(Design for implementing OASIS Item 12007)

Part of Plans for DITA Open Toolkit 1.5

Plans for implementing keyref linking in the DITA Open Toolkit

 

What user need will be met by this feature?

Users can use @keys in <topicref> to define keys and utilize those specified keys by @keyref and @conkeyref.

What is the technical design for the change

1. Parse key definition
Key defnitions are defined in ditamap
We will parse ditamap, find all the key definitions during first step of preprocessing. Definitions include three parts, key name, target and content, so key defs should be stored in the form of triplet. Based upon the spec, key defs are defined by using breadth-first parse method. And there should be no duplicated key defs in a single ditamap. When we find a key definition which has been defined before with the same key name, the previous one should be used and the current one should be ignored. This job will be done by GenList module. For the purpose of avoiding to re-parse ditamap in the next step, the content of key definition will also be
stored. We need a data structure to store this kind of data, we can use HashTable<String, String>, target and content can be combined into one sigle string using a stick to seperate them, and this table will be passed down to the other modules in preprocess.
In order to facilitate next related modules, the name of dita file which contains @keyref should also be stored, the list name is keyreflist. @conkeyref can be processed in DebugAndFilter, just replace it with conref. This resolution of conkeyref may demand that conreflist should include the name of the file which contains @conkeyref.
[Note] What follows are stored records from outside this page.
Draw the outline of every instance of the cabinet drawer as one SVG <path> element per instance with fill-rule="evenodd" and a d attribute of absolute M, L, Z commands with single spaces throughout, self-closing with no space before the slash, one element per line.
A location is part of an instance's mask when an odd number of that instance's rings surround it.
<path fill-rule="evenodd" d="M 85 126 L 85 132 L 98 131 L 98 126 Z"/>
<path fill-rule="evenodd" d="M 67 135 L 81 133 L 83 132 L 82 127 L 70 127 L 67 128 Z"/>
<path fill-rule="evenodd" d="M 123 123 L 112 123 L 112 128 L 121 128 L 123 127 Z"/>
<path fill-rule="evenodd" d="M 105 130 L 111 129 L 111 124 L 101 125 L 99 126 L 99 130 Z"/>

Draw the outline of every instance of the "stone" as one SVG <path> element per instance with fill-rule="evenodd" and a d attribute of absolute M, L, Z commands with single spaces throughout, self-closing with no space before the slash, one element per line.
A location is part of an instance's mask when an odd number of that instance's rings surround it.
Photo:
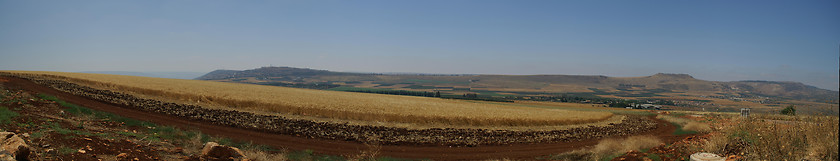
<path fill-rule="evenodd" d="M 0 151 L 5 151 L 16 160 L 29 160 L 30 148 L 13 132 L 0 132 Z"/>

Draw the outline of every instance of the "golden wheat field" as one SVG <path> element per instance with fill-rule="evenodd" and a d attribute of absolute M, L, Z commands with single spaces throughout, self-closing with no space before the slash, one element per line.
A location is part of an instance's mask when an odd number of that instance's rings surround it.
<path fill-rule="evenodd" d="M 613 114 L 487 104 L 474 101 L 350 93 L 200 80 L 107 74 L 6 71 L 38 74 L 124 93 L 229 109 L 332 119 L 451 125 L 568 125 Z"/>

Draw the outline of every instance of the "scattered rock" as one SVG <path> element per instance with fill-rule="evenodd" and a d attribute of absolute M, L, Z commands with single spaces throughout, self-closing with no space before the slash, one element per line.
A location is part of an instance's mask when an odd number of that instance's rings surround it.
<path fill-rule="evenodd" d="M 245 155 L 236 147 L 219 145 L 215 142 L 207 142 L 204 148 L 201 149 L 201 156 L 203 158 L 243 158 Z"/>
<path fill-rule="evenodd" d="M 29 160 L 29 145 L 13 132 L 0 132 L 0 151 L 16 160 Z"/>
<path fill-rule="evenodd" d="M 691 161 L 725 161 L 726 158 L 712 153 L 694 153 L 691 154 Z"/>

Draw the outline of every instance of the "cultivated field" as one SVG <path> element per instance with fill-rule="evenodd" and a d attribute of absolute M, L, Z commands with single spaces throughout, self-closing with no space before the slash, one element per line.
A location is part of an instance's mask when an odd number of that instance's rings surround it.
<path fill-rule="evenodd" d="M 6 71 L 40 74 L 94 88 L 160 100 L 266 113 L 344 120 L 452 125 L 568 125 L 605 120 L 599 111 L 531 108 L 439 98 L 349 93 L 198 80 L 120 75 Z"/>

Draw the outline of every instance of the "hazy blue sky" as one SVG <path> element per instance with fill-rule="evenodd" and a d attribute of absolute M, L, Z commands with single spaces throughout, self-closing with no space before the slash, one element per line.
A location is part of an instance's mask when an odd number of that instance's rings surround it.
<path fill-rule="evenodd" d="M 0 0 L 0 70 L 686 73 L 838 90 L 840 1 Z"/>

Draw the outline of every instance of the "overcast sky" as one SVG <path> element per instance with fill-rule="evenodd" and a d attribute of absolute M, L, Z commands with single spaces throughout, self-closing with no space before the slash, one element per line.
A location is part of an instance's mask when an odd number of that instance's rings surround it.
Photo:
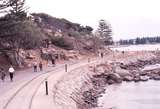
<path fill-rule="evenodd" d="M 160 36 L 160 0 L 26 0 L 30 12 L 44 12 L 97 28 L 111 23 L 113 38 Z"/>

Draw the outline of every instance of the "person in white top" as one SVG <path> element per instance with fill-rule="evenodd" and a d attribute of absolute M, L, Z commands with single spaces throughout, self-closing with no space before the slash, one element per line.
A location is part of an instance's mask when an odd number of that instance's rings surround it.
<path fill-rule="evenodd" d="M 13 81 L 13 74 L 14 74 L 15 70 L 12 65 L 10 66 L 8 71 L 9 71 L 10 80 Z"/>

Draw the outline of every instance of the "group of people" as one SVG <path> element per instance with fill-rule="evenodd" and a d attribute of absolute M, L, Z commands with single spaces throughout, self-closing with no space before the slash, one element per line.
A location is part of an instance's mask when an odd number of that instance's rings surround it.
<path fill-rule="evenodd" d="M 15 70 L 12 65 L 9 67 L 8 72 L 9 72 L 10 80 L 13 81 L 13 75 L 14 75 Z M 3 68 L 1 68 L 0 73 L 1 73 L 1 80 L 4 81 L 5 77 L 6 77 L 5 70 Z"/>
<path fill-rule="evenodd" d="M 55 59 L 52 59 L 51 62 L 52 62 L 52 65 L 55 66 Z M 38 71 L 38 67 L 39 67 L 40 71 L 43 70 L 42 61 L 40 61 L 39 64 L 37 64 L 37 62 L 34 63 L 34 65 L 33 65 L 34 72 Z M 9 72 L 10 80 L 13 81 L 13 77 L 14 77 L 14 74 L 15 74 L 15 69 L 13 68 L 12 65 L 9 67 L 8 72 Z M 7 75 L 7 71 L 5 71 L 4 68 L 0 68 L 0 76 L 1 76 L 2 81 L 5 81 L 6 75 Z"/>

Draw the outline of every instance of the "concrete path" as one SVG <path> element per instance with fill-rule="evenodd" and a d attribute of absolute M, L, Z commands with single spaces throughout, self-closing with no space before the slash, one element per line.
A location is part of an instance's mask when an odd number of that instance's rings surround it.
<path fill-rule="evenodd" d="M 67 62 L 67 72 L 87 64 L 88 60 Z M 52 109 L 51 87 L 46 96 L 44 81 L 49 78 L 49 83 L 52 83 L 49 85 L 53 86 L 67 72 L 65 64 L 45 68 L 42 72 L 33 72 L 33 69 L 16 72 L 13 82 L 9 78 L 0 82 L 0 109 Z"/>

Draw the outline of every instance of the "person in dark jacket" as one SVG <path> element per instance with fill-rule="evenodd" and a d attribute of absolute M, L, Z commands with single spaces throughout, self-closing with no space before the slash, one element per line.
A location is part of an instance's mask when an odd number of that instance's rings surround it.
<path fill-rule="evenodd" d="M 39 69 L 40 69 L 40 71 L 42 71 L 43 70 L 43 64 L 42 64 L 42 62 L 40 61 L 40 63 L 39 63 Z"/>
<path fill-rule="evenodd" d="M 2 81 L 5 80 L 5 76 L 6 76 L 6 73 L 5 73 L 4 69 L 2 68 L 1 69 L 1 79 L 2 79 Z"/>

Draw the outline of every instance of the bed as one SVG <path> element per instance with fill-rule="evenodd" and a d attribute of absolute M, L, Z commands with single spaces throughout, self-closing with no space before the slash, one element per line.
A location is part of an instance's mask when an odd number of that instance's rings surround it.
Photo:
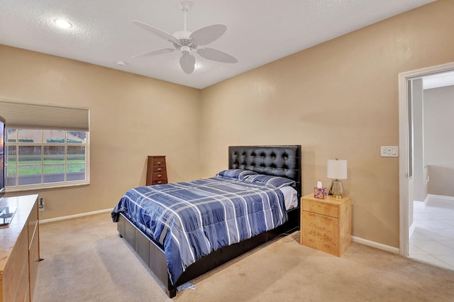
<path fill-rule="evenodd" d="M 226 170 L 205 179 L 133 188 L 112 211 L 112 219 L 173 298 L 178 286 L 299 230 L 301 164 L 300 145 L 231 146 Z M 296 197 L 287 204 L 289 186 Z M 200 206 L 195 210 L 194 202 Z M 182 223 L 176 212 L 189 222 Z"/>

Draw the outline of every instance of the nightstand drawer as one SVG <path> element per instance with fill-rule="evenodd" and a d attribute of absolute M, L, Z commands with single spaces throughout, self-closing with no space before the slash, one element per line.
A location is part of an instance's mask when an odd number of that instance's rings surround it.
<path fill-rule="evenodd" d="M 338 218 L 304 211 L 302 223 L 303 245 L 339 256 Z"/>
<path fill-rule="evenodd" d="M 324 200 L 324 199 L 323 199 Z M 303 199 L 303 211 L 334 218 L 339 217 L 339 207 L 336 204 Z"/>

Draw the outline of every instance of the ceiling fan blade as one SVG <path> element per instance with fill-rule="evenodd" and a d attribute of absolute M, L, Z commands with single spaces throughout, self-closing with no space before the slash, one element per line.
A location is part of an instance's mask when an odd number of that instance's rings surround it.
<path fill-rule="evenodd" d="M 169 33 L 162 30 L 162 29 L 159 29 L 157 28 L 155 28 L 155 26 L 150 26 L 150 24 L 144 23 L 143 22 L 140 21 L 133 21 L 133 23 L 138 27 L 140 27 L 145 30 L 148 30 L 149 32 L 154 33 L 159 38 L 166 40 L 171 43 L 178 43 L 178 39 L 170 35 Z"/>
<path fill-rule="evenodd" d="M 212 61 L 221 62 L 223 63 L 237 63 L 238 62 L 235 57 L 215 48 L 199 48 L 197 50 L 197 53 L 201 57 Z"/>
<path fill-rule="evenodd" d="M 146 51 L 145 52 L 142 52 L 142 53 L 139 53 L 138 55 L 133 55 L 131 58 L 133 59 L 133 58 L 137 57 L 145 57 L 145 56 L 148 56 L 148 55 L 162 55 L 162 54 L 165 54 L 165 53 L 172 52 L 175 50 L 175 48 L 162 48 L 160 50 L 150 50 L 150 51 Z"/>
<path fill-rule="evenodd" d="M 192 74 L 196 66 L 196 58 L 188 52 L 183 52 L 183 55 L 179 58 L 179 65 L 184 72 Z"/>
<path fill-rule="evenodd" d="M 217 40 L 227 30 L 223 24 L 214 24 L 196 30 L 191 34 L 189 39 L 197 45 L 206 45 Z"/>

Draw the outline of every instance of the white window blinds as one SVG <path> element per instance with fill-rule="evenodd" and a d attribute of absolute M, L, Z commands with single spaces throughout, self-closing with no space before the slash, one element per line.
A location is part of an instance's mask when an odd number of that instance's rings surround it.
<path fill-rule="evenodd" d="M 0 99 L 6 127 L 89 131 L 89 109 L 20 103 Z"/>

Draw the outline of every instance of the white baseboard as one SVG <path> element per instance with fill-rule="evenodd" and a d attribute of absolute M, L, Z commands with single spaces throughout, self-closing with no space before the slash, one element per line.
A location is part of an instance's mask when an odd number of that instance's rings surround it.
<path fill-rule="evenodd" d="M 106 213 L 106 212 L 111 212 L 111 211 L 112 211 L 111 208 L 106 208 L 105 210 L 94 211 L 93 212 L 87 212 L 87 213 L 81 213 L 80 214 L 70 215 L 69 216 L 62 216 L 62 217 L 56 217 L 55 218 L 43 219 L 42 220 L 40 220 L 40 224 L 52 223 L 53 221 L 64 220 L 66 219 L 76 218 L 77 217 L 83 217 L 83 216 L 87 216 L 89 215 L 99 214 L 101 213 Z"/>
<path fill-rule="evenodd" d="M 364 245 L 368 245 L 370 247 L 390 252 L 394 254 L 400 253 L 400 251 L 397 247 L 390 247 L 389 245 L 386 245 L 382 243 L 375 242 L 375 241 L 370 241 L 365 239 L 360 238 L 359 237 L 352 236 L 352 241 L 354 242 L 360 243 Z"/>

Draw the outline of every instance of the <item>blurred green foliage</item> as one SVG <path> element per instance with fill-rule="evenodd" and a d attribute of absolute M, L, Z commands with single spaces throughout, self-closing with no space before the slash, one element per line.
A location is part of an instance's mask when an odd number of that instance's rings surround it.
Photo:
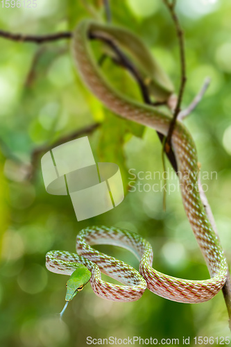
<path fill-rule="evenodd" d="M 139 35 L 179 86 L 178 47 L 169 14 L 160 0 L 111 0 L 113 22 Z M 73 28 L 83 17 L 103 17 L 100 1 L 37 0 L 34 9 L 2 8 L 0 27 L 44 34 Z M 203 180 L 219 235 L 231 259 L 231 3 L 228 0 L 179 0 L 178 12 L 187 41 L 188 105 L 204 78 L 212 83 L 185 123 L 195 139 Z M 103 301 L 89 285 L 78 294 L 60 323 L 67 277 L 49 273 L 51 249 L 75 251 L 78 232 L 89 225 L 117 226 L 139 232 L 152 243 L 154 267 L 178 277 L 208 276 L 183 211 L 179 192 L 144 192 L 156 179 L 137 179 L 137 191 L 109 212 L 77 222 L 70 199 L 47 194 L 40 160 L 26 178 L 33 151 L 96 121 L 89 136 L 97 161 L 121 167 L 125 186 L 131 172 L 162 171 L 161 146 L 153 130 L 126 122 L 106 111 L 83 86 L 68 40 L 37 46 L 0 38 L 0 345 L 1 347 L 86 346 L 86 337 L 179 338 L 229 336 L 222 294 L 197 305 L 171 302 L 146 291 L 135 303 Z M 141 100 L 128 74 L 107 61 L 108 78 L 122 92 Z M 135 134 L 135 135 L 134 135 Z M 39 158 L 40 159 L 40 158 Z M 133 169 L 132 171 L 129 169 Z M 138 183 L 143 185 L 138 192 Z M 169 184 L 177 185 L 176 178 Z M 148 186 L 146 186 L 148 187 Z M 134 187 L 131 189 L 134 190 Z M 137 267 L 129 253 L 101 248 Z"/>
Note:Because the content of key definition mignt contain @conref, we can not simply store the content during the first parse of ditamap files in GenList step. The content should be read when we resolve the keyref. In Genlist module, we only store the key name, target of the key and the location where the key is defined. The key definition location is necessary because the same key name can be defined in different ditamap and we use the breadth-first method to determine which one should be the effective key. We need the key definition location to keep the memorize the effective key and prevent reading the wrong content for the key in later step.

2. Resolve keyref
We prefer to use a new Module to resolve @keyref, name it KeyrefModule for the time being. You can see bullet 4 for details about this module. And where should we put this step in preprocess? Because keyref may pull attributes and content to its element, three modules may be influenced. After considering the MoveMeta, MapPull and TopicPull, we decide to insert it between MoveMeta and Mapref. The reasons are listed as following:
MapPull: This module will pull some link metadata information of topic into <topicref> which refers to it. If KeyrefModule is behind MapPull, metadata information of topic will not be pulled in by MapPull, because MapPull cannot recognize keyref attribute. So it is reasonable to put KeyrefModule before MapPull, and make the MapPull take effect with regard to keyref.
TopicPull: This module will pull some link meta information from the source into target. Note that it parses all the dita topic files. If KeyrefModule is behind it, cross referece between topic using keyref couldn't be processed, because TopicPull cann't recognize keyref attribute as MapPull.
MoveMetaData: This module will move all metadata recorded in map into topics. According keyref spec, content in key definition and elements referencing the key may be combined. If the keyref is used in map and the contents are combined, then metadata may be moved twice or more into a single topic. So KeyrefModule should be after MoveMetaData.

3. Resolve conkeyref
We put the resolution of @conkeyref into DebugAndFilter, reslove all the conkeyrefs and replace them with conref. Leave it to Conref for conref resolution. As proposed in before, conref list includes conkeyref, so conref list doesn't need to be updated in DebugAndFilter.

4. KeyrefModule
For tihs iteration we only consider redirecting link, the problems of combining contents and attributes are left in future iteration. The input of KeyrefModule are one HashTable containing all the information of key definitions and conref list containing all the file using @conkeyref attributes. We may need another class to help this module to fulfill its function, name it KeyrefParser temporary. KeyrefParser, will parse the file containing keyref, and resolve the keyref with related key definition in HashTable depend on key reference's formation. In the future iteration, we will utilize the content in HashTable, but now redirecting link only use the target value recorded in hastable.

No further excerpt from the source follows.